That’s pretty much the last time we heard from Larry Ellison, leaving many – including the approximately 3,200 residents – wondering what will become of the Pineapple Island. Ellison finally spilled the beans yesterday during a CNBC interview in San Francisco; it’s the first time he shared his future plans for Lanai with the public. I’m sure Lanai had been “all ears.”
Ellison told the reporter that he envisions the recently-acquired Hawaiian island becoming a “little laboratory” for more environmentally-friendly ways of living. In addition to seeing more electric cars on Lanai, the L.A. billionaire wants to convert seawater into freshwater and increase the island’s fruit exports abroad.
I got a little weirded out when Ellison referred to the island as a “very interesting project” in his interview; he continued by saying it’d be a model for sustainable enterprise with solar photovoltaic and solar thermal – ambitions that’d be simplified because, “I own the water utility; I own the electric utility,” he said in the interview.

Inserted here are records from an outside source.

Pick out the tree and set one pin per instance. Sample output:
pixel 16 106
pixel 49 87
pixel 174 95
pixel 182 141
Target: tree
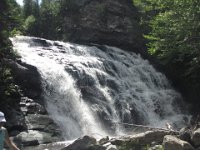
pixel 174 36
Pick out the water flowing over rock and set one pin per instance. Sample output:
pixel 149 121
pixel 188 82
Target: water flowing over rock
pixel 93 90
pixel 110 22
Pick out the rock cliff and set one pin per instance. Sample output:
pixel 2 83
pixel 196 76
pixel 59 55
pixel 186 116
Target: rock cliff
pixel 110 22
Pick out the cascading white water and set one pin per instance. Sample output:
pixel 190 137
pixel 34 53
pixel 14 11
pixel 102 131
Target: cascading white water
pixel 89 89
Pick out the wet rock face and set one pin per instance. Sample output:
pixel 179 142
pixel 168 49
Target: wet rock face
pixel 110 22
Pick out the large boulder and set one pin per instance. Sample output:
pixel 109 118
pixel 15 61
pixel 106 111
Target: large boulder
pixel 27 77
pixel 109 22
pixel 140 140
pixel 82 143
pixel 173 143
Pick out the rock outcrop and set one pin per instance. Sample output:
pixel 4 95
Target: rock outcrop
pixel 109 22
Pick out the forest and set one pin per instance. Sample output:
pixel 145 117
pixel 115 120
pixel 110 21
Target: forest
pixel 171 29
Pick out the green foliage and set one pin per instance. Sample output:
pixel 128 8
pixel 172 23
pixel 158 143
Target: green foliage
pixel 29 24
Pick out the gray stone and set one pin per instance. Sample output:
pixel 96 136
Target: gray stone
pixel 142 138
pixel 173 143
pixel 32 138
pixel 196 137
pixel 109 22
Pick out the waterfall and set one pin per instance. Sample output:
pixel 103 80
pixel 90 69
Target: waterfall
pixel 91 89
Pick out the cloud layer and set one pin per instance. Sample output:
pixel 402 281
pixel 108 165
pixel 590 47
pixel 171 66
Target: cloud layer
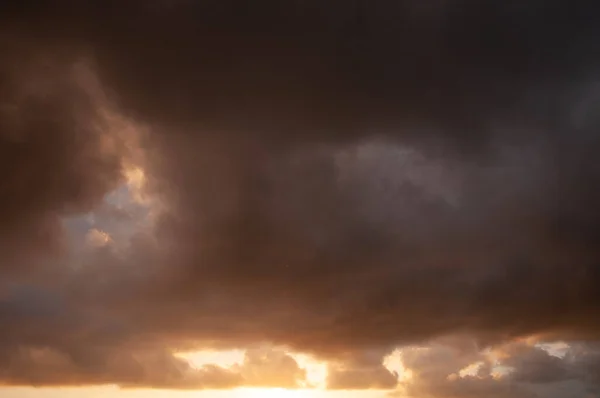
pixel 337 178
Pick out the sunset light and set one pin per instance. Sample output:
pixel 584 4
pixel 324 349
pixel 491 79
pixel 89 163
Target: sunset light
pixel 300 199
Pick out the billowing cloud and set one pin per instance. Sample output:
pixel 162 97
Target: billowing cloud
pixel 337 178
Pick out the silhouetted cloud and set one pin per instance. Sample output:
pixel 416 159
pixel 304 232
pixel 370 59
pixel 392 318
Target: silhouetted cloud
pixel 332 177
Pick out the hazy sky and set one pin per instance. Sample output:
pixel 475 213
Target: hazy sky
pixel 343 198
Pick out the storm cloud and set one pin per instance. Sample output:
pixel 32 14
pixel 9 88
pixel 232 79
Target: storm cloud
pixel 337 178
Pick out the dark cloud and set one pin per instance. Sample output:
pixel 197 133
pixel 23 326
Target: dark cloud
pixel 334 177
pixel 520 370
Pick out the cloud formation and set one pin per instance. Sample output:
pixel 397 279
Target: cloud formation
pixel 337 178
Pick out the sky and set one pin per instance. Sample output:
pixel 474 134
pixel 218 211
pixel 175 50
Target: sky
pixel 304 199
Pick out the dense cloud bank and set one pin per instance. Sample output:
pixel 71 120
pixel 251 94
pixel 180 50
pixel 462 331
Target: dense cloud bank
pixel 333 177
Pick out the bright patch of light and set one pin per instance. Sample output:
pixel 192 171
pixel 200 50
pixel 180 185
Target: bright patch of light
pixel 393 362
pixel 272 393
pixel 97 238
pixel 224 359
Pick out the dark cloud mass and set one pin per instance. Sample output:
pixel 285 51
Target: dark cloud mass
pixel 335 177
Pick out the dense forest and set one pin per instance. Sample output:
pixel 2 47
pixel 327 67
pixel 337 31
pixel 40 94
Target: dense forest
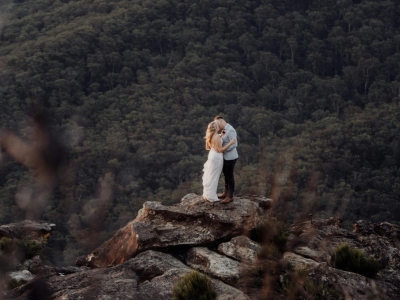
pixel 312 88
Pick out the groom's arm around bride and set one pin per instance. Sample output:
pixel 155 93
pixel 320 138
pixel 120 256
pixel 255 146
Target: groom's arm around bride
pixel 230 158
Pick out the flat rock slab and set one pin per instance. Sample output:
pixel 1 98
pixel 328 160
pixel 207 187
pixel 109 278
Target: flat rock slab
pixel 299 262
pixel 26 230
pixel 240 248
pixel 192 222
pixel 149 276
pixel 214 264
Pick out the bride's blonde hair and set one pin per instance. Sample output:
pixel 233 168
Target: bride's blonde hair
pixel 211 129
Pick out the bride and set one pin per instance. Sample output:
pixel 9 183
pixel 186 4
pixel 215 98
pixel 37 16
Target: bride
pixel 213 166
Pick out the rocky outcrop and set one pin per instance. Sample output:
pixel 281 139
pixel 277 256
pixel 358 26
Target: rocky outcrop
pixel 26 230
pixel 214 264
pixel 193 222
pixel 149 276
pixel 133 263
pixel 240 248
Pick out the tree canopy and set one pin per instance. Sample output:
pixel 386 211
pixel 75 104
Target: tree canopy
pixel 312 88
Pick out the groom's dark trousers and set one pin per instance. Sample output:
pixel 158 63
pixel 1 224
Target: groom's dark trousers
pixel 228 169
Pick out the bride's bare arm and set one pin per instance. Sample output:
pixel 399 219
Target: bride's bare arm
pixel 218 144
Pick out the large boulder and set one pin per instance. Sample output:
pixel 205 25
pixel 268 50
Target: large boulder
pixel 192 222
pixel 26 230
pixel 149 276
pixel 240 248
pixel 218 266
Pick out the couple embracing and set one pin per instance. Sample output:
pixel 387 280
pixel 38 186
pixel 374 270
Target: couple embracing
pixel 222 156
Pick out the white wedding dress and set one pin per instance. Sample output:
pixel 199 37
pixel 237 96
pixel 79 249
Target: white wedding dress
pixel 212 171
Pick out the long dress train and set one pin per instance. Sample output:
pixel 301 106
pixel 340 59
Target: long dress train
pixel 212 171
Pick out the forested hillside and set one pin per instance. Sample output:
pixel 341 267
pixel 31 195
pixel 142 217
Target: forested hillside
pixel 312 87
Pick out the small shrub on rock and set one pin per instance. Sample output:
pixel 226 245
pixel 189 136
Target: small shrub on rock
pixel 194 286
pixel 354 260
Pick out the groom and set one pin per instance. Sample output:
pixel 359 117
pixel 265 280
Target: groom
pixel 230 158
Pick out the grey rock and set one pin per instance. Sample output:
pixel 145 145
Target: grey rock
pixel 299 262
pixel 26 230
pixel 149 276
pixel 192 222
pixel 214 264
pixel 20 276
pixel 240 248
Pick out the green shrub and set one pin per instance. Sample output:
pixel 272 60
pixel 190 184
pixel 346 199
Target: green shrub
pixel 272 232
pixel 194 286
pixel 351 259
pixel 321 292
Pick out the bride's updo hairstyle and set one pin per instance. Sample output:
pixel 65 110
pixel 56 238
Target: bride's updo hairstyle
pixel 211 129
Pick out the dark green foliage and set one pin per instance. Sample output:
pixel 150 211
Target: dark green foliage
pixel 311 87
pixel 13 283
pixel 6 245
pixel 353 260
pixel 275 233
pixel 320 291
pixel 194 286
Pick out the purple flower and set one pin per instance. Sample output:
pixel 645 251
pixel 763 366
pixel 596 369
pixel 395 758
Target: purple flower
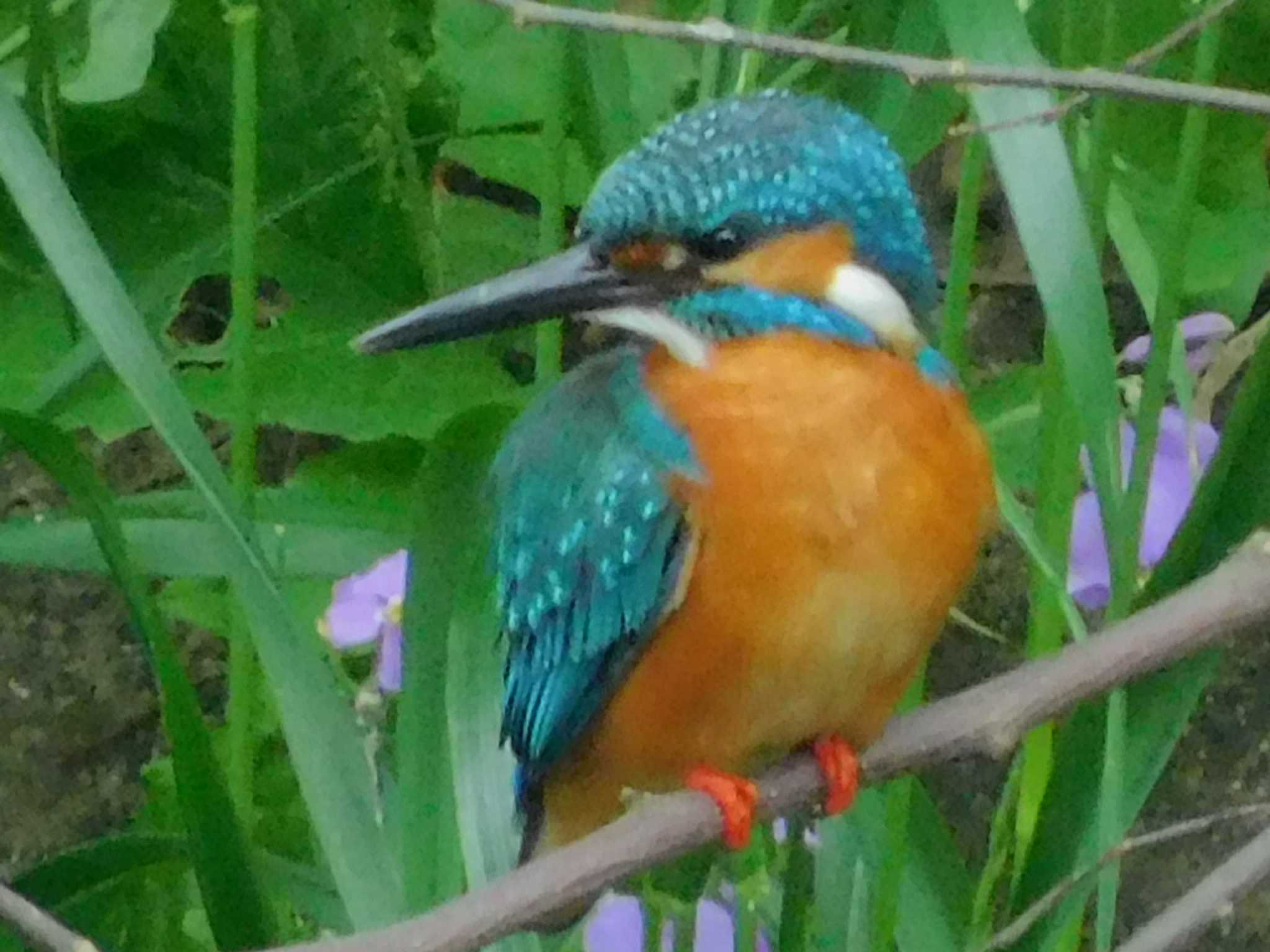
pixel 365 610
pixel 618 926
pixel 1174 474
pixel 1202 334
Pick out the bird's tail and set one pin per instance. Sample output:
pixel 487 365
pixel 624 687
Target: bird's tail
pixel 528 805
pixel 533 810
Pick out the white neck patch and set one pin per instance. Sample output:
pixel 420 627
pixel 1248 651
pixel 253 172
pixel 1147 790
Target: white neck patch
pixel 869 298
pixel 683 343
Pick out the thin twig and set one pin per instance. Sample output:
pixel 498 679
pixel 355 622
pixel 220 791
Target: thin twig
pixel 38 927
pixel 1212 897
pixel 915 69
pixel 988 719
pixel 1139 63
pixel 1019 928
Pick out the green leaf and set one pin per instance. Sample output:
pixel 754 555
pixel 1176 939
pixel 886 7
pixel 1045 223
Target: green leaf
pixel 447 542
pixel 128 889
pixel 120 50
pixel 512 159
pixel 916 118
pixel 191 547
pixel 323 736
pixel 235 909
pixel 935 889
pixel 1052 229
pixel 1009 410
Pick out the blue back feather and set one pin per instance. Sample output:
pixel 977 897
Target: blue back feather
pixel 588 546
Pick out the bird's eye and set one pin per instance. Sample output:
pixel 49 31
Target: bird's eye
pixel 723 244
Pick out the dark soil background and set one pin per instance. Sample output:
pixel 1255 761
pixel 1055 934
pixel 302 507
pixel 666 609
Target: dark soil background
pixel 78 714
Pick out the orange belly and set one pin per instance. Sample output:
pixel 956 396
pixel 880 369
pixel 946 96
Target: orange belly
pixel 845 501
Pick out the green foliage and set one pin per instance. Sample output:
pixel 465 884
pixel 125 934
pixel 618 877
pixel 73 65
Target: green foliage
pixel 406 150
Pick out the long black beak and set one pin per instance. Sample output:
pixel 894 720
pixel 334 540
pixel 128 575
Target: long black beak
pixel 573 281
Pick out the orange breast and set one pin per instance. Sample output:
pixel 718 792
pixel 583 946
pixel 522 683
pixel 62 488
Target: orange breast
pixel 846 498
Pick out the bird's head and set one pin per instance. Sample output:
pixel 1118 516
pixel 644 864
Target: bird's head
pixel 724 223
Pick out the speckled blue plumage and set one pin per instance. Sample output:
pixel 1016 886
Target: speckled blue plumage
pixel 769 163
pixel 588 546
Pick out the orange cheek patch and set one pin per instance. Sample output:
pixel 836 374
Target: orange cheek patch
pixel 799 263
pixel 639 255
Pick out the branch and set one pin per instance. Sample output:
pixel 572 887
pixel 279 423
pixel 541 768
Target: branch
pixel 38 927
pixel 1139 63
pixel 988 719
pixel 1212 897
pixel 916 69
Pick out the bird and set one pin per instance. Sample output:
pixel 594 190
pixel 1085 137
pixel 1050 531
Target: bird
pixel 739 535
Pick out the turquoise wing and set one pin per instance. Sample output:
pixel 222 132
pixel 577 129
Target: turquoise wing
pixel 590 547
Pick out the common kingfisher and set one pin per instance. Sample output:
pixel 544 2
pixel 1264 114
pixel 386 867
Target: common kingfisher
pixel 739 536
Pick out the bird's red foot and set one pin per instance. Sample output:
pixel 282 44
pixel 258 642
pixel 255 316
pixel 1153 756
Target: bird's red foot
pixel 737 799
pixel 841 770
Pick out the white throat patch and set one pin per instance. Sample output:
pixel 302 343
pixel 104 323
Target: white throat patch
pixel 869 298
pixel 655 324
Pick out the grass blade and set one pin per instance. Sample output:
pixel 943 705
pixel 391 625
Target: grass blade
pixel 235 908
pixel 448 519
pixel 322 734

Of course, who wouldn’t want to go green in today’s society? I know Hawaii’s all for it with a push on neighbor islands for geothermal and solar. But if he had been conscientious of how he worded his answers (and also of his eagerly listening audience), then it wouldn’t have sounded so much like a “billionaire with a Master Plan” scheme. I’m not sure how happy the people of Lanai are after hearing their new owner call the island a “project” or a “laboratory.” Sounds too much along the lines of the distopian society from the Aldous Huxley’s book, Brave New World . I think of guinea pigs and lab rats when I hear the word, “laboratory.”
Ellison did, however, mention that he wants to support the local people. And by supporting the locals, it’d be by helping them start up the businesses mentioned in his grand plan. A sustainable isle sounds great and all, but did he ever discuss this with the residents? Not to my knowledge. Maybe before he hypes up his future endeavors for Lanai to the rest of the world, he should start by getting to know the people, their needs, their wants and how he may help make life better for them.